Hunters continue to enjoy success in early bear seasons

BECKLEY, W.Va. — The early black bear hunting seasons for 2018 are complete and indications are the number of bears killed in those seasons remained fairly steady in West Virginia.

West Virginia Division of Natural Resources Bear Project Leader Colin Carpenter revealed the numbers on last Saturday’s West Virginia Outdoors. Hunters in Mingo, Logan, Wyoming, and McDowell Counties in the earliest season killed 110 bears. A seven day early season in the traditional mountain counties resulted in 310 bears killed, which was down from last year, but according to Carpenter still within the range of the normal numbers taken there. The final early season was in Boone, Fayette, Raleigh, and Kanawha Counties. Hunters in those four counties killed just under 80 bears–which is within ten of the number killed in 2017.

“The harvest has been staying pretty stable in the early season,” Carpenter said.

Originally the early seasons were created for a couple of reasons. First, to hopefully reduce the number of black bears in those areas where they’ve grown beyond what is considered the proper number and second to give bear hunters additional hunting opportunities. By staging the hunts in September and early October biologist say they have insured at least some of those bears killed are females, which will stem the population growth.
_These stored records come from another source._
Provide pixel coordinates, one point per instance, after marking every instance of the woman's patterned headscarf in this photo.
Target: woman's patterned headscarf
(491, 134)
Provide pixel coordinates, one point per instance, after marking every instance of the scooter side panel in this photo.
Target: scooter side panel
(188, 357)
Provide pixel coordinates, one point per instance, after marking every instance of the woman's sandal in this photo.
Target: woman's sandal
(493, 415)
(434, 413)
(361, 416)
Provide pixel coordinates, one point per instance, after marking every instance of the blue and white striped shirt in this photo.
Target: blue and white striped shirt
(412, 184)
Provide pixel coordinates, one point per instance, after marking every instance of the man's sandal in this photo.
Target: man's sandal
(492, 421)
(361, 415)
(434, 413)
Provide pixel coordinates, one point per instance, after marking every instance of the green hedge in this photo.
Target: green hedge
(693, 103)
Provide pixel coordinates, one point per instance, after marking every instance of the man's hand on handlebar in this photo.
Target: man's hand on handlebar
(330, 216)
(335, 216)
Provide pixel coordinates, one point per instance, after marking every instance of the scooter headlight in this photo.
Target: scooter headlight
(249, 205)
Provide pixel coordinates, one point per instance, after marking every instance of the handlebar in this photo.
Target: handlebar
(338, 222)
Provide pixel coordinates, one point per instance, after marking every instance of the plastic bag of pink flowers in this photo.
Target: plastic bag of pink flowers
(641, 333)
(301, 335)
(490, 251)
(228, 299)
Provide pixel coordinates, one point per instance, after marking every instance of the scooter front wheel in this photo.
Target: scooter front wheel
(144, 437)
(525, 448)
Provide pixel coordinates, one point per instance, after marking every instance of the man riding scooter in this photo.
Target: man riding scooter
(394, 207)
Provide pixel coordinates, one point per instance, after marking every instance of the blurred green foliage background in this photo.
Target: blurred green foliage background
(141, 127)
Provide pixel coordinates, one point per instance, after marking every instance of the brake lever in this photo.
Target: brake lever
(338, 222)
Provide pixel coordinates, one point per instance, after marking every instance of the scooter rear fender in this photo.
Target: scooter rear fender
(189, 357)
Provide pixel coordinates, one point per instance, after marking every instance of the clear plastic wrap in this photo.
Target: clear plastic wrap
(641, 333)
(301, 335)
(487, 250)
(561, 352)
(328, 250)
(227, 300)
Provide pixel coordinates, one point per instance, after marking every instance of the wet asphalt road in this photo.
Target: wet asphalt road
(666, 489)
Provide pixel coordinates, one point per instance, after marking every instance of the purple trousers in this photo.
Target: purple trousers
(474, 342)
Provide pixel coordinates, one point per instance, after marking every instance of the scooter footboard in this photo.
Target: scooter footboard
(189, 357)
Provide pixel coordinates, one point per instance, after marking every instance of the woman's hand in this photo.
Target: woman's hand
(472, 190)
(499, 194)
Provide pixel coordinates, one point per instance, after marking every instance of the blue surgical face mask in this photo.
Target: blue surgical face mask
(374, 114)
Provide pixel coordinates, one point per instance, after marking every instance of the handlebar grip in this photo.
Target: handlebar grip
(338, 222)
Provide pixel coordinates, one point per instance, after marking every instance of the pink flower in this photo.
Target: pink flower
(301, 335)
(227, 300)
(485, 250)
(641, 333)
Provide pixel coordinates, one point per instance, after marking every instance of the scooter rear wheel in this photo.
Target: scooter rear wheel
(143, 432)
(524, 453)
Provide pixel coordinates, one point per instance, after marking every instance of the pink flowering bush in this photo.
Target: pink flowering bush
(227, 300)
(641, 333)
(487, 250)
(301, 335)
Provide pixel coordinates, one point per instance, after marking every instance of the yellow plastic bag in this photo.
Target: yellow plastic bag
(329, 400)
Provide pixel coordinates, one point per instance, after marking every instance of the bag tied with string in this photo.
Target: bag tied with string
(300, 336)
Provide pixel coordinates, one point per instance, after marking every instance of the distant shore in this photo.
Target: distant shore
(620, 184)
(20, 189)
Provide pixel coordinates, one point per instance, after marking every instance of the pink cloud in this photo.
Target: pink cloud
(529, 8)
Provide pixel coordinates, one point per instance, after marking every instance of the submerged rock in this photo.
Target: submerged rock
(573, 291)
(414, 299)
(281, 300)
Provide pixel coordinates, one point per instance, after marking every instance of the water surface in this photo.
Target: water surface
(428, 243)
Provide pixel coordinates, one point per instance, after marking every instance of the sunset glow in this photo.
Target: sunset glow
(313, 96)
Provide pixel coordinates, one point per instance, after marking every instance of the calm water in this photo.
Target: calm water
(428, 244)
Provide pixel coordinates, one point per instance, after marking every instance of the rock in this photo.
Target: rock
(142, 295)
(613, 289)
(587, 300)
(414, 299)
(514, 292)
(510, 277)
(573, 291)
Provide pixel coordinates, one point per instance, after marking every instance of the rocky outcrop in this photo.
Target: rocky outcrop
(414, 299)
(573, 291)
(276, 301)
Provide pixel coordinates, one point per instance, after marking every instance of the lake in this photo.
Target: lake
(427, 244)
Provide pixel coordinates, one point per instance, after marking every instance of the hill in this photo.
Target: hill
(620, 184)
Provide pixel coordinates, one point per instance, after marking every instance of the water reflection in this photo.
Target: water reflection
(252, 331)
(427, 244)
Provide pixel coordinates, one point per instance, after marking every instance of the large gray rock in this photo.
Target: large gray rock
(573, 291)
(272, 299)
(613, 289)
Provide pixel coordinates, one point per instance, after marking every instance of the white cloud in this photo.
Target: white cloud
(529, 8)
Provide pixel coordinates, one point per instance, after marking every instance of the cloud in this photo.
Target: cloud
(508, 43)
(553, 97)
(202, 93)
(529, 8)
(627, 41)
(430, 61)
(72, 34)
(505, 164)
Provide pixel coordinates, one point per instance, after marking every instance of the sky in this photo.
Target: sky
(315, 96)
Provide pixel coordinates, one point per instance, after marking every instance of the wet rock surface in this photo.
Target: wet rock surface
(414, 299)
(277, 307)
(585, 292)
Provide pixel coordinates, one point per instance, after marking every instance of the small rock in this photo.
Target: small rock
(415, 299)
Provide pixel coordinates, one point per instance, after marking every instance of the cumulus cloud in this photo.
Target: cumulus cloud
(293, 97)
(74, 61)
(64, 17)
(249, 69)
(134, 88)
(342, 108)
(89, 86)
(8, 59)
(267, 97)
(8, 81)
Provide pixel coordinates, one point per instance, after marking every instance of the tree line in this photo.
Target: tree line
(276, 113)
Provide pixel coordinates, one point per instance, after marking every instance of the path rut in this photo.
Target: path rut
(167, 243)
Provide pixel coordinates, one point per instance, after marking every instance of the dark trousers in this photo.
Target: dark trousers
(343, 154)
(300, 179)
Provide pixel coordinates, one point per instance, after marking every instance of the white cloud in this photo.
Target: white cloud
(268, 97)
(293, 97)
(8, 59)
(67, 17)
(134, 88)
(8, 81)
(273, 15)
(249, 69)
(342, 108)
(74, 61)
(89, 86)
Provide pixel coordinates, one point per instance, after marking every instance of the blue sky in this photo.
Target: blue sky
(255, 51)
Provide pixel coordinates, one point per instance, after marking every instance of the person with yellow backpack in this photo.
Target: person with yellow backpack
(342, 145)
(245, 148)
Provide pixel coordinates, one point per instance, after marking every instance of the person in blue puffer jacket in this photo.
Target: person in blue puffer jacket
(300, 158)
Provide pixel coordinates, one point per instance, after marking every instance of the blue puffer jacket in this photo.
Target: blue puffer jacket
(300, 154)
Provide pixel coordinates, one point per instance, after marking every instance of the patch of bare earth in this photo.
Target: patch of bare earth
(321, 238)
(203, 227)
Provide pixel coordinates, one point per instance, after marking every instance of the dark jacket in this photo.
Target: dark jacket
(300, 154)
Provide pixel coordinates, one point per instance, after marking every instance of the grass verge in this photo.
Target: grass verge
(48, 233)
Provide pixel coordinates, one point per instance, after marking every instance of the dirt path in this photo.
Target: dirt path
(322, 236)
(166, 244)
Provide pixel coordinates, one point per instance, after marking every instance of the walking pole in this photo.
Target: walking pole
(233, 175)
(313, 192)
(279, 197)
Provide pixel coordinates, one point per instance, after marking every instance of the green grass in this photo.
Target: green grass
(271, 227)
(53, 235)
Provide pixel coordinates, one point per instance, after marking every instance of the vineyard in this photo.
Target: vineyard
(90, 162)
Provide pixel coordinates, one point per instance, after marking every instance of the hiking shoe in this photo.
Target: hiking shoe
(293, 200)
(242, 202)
The biggest drawback is the temperature. The first season, held over Labor Day weekend, had hunters and their dogs coping with triple digit heat. but Carpenter said evidently it didn’t deter anyone.

“It doesn’t seem to and we weren’t sure when we opened the season that early if that would deter participation,” he explained. “But you have to remember a lot of these hunters have been training their dogs all summer anyway in those temperatures so they were used to it.”

Still, hunters had to take precautions to protect their prized hounds.

“Some guys I talked to said they separated dogs so they’d have one group resting one day so you’d have some to run the next,” he said. “It’s so steep and so hot, it can be rough.”

Still sportsmen have responded to the early seasons positively and continue to travel to the southern coalfields for a hunting trip.

“We’ve been doing it so long, especially in Raleigh, Boone, Fayette, and Kanawha County, I have never talked to a hunter who hasn’t participated in at least one of those early seasons,” Carpenter said.

This weekend there is another early bear season to coincide with the antlerless hunting seasons on private land in some counties of West Virginia.